Are we to believe that U.S. intelligence agencies were unaware of this meeting and other similar actions? The question then is unavoidable: has Washington decided to turn a blind eye — or even worse, to encourage our “ally” Saakashvili to play the “jihad card” against Russia? Could such a thing be possible at a time when the world’s media are filled with reports of jihad attacks in Afghanistan, Iraq, Pakistan, India, Israel, Philippines, and other countries — not least the United States (Fort Hood, Fort Dix)? The threat comes from the same ideology that motivated the 9/11 attacks against our country and which seeks to create through violence a worldwide Islamic caliphate governed by Sharia law.
Every day American troops fight jihadists in Afghanistan, where prospects for cooperation between NATO and Russia are increasingly promising. But many in the West prefer to look the other way regarding attacks against Russia, or when an unstable politician masquerading as a Georgian reincarnation of Thomas Jefferson offers his country’s territory as a terrorist base.

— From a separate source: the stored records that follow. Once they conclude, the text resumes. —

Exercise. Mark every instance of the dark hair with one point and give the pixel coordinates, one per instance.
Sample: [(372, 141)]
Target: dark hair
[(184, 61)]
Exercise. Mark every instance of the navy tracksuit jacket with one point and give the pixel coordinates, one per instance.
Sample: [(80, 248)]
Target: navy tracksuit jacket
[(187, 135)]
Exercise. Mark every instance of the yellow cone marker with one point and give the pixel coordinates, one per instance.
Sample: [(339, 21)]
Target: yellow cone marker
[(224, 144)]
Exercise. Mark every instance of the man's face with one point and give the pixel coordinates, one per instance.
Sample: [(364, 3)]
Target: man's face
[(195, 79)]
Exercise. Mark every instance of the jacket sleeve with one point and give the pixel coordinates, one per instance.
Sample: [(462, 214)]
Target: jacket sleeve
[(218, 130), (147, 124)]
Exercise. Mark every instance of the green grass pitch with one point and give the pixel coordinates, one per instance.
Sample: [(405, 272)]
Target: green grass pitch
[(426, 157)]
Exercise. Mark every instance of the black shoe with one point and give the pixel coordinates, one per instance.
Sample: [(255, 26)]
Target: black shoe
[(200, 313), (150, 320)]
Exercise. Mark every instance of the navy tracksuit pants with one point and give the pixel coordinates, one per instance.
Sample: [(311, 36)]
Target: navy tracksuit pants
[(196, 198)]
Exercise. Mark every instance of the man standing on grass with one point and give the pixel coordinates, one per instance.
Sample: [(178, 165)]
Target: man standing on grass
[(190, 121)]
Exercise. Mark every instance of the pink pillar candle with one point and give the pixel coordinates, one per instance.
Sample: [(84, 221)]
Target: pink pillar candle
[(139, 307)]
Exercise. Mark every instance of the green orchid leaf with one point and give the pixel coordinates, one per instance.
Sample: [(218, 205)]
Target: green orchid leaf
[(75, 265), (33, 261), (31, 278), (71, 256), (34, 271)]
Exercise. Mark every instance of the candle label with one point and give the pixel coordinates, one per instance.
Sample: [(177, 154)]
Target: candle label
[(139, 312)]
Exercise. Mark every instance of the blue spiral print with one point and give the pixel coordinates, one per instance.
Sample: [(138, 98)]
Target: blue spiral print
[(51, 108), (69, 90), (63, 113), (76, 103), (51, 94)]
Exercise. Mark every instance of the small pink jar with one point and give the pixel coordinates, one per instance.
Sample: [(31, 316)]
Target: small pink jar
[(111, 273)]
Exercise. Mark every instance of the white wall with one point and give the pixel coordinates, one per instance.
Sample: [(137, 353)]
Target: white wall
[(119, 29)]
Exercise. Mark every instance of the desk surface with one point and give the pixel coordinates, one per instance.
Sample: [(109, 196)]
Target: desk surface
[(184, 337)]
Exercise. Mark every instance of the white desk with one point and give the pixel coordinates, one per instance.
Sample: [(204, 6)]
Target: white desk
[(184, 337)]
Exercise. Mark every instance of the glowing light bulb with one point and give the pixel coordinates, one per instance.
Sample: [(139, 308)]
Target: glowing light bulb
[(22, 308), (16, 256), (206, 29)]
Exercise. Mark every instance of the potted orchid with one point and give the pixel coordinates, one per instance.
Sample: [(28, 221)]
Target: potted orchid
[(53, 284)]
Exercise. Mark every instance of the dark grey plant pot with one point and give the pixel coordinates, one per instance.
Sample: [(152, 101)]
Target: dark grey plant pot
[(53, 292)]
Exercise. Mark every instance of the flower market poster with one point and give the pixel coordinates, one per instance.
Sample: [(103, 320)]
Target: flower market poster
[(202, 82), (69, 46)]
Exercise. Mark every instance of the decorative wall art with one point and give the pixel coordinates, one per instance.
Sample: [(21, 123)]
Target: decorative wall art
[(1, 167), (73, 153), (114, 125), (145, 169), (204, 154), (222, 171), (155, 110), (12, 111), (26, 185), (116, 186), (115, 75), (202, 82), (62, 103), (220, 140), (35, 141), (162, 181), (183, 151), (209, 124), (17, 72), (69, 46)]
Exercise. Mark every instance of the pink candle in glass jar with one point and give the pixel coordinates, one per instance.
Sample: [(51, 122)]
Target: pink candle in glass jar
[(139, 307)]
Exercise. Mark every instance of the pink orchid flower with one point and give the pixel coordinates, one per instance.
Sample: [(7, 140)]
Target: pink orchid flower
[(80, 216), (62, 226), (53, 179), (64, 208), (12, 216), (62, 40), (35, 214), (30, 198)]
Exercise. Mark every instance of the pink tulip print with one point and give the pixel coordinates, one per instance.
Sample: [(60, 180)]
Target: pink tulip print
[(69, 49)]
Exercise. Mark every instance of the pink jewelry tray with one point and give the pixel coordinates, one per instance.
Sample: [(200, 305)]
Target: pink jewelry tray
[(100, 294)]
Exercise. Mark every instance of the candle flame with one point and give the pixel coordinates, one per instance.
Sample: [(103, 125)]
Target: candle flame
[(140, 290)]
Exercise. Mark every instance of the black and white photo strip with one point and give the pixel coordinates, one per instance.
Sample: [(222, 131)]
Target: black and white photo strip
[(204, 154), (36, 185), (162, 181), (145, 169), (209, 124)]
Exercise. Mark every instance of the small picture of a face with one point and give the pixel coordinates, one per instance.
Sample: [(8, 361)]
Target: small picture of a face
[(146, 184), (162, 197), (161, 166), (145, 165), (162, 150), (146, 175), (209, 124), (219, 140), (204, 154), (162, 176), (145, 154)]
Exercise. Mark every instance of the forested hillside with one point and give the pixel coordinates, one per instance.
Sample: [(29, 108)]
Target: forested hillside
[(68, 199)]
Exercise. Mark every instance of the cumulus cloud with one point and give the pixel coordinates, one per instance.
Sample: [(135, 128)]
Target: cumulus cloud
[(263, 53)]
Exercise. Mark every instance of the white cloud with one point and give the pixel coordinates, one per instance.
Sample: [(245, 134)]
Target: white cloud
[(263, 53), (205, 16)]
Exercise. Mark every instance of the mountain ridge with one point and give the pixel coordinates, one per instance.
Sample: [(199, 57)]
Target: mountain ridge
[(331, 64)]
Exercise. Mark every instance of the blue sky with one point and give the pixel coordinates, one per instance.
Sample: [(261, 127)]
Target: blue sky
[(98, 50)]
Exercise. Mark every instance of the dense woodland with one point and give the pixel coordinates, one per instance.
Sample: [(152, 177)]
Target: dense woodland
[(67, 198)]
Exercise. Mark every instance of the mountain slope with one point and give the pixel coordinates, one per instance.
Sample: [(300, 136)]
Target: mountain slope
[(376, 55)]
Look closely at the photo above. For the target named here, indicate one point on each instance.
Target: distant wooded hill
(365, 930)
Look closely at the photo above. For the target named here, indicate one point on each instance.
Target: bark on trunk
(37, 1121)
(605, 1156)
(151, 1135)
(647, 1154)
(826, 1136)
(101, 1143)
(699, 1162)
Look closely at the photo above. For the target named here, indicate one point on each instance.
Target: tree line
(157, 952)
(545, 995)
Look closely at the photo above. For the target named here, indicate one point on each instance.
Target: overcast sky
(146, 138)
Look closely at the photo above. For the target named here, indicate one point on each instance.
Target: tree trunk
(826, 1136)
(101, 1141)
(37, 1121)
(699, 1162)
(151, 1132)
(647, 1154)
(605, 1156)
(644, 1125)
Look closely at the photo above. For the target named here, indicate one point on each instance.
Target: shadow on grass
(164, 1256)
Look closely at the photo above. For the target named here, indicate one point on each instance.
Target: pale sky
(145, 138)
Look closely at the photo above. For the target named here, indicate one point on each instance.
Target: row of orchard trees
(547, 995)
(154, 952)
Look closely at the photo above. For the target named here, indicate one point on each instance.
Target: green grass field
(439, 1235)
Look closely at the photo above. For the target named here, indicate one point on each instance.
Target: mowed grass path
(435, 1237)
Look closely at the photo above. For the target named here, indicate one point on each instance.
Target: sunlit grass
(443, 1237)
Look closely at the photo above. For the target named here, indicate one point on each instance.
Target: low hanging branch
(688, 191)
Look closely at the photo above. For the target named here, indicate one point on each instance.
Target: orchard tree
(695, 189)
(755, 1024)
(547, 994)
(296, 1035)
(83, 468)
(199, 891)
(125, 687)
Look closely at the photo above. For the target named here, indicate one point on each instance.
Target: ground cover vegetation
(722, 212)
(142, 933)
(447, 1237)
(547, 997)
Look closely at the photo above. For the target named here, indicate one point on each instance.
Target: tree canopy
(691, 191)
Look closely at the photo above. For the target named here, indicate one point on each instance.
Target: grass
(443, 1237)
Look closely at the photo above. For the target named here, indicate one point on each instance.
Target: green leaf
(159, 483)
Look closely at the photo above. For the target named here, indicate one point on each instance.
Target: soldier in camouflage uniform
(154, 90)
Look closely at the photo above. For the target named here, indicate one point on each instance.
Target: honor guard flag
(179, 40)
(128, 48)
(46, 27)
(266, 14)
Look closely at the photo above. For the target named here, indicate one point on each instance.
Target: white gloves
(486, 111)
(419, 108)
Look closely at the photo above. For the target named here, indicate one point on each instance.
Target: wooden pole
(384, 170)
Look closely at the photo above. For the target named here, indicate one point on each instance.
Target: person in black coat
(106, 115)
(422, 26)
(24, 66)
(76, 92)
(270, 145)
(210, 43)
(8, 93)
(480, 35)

We should have learned this lesson a long time ago. During the 1980s, American support for Afghan mujahidin fighting the Soviets seemed to make sense — but it eventually gave us Islamic “scholars” known as Taliban and the al-Qaeda group headed by one of our most adept proteges, Osama bin Laden. The 9/11 Commission Report is replete with references to U.S.-supported jihadist activity in the Balkans in the 1990s, allowing al-Qaeda to emerge from its birthplace in the Hindu Kush and morph into a global force capable of striking the American homeland. Will we now, having learned nothing, repeat the same mistake in the Caucasus — at the cost of scuttling improved ties with the world’s second most powerful country, which faces one and the same enemy we do?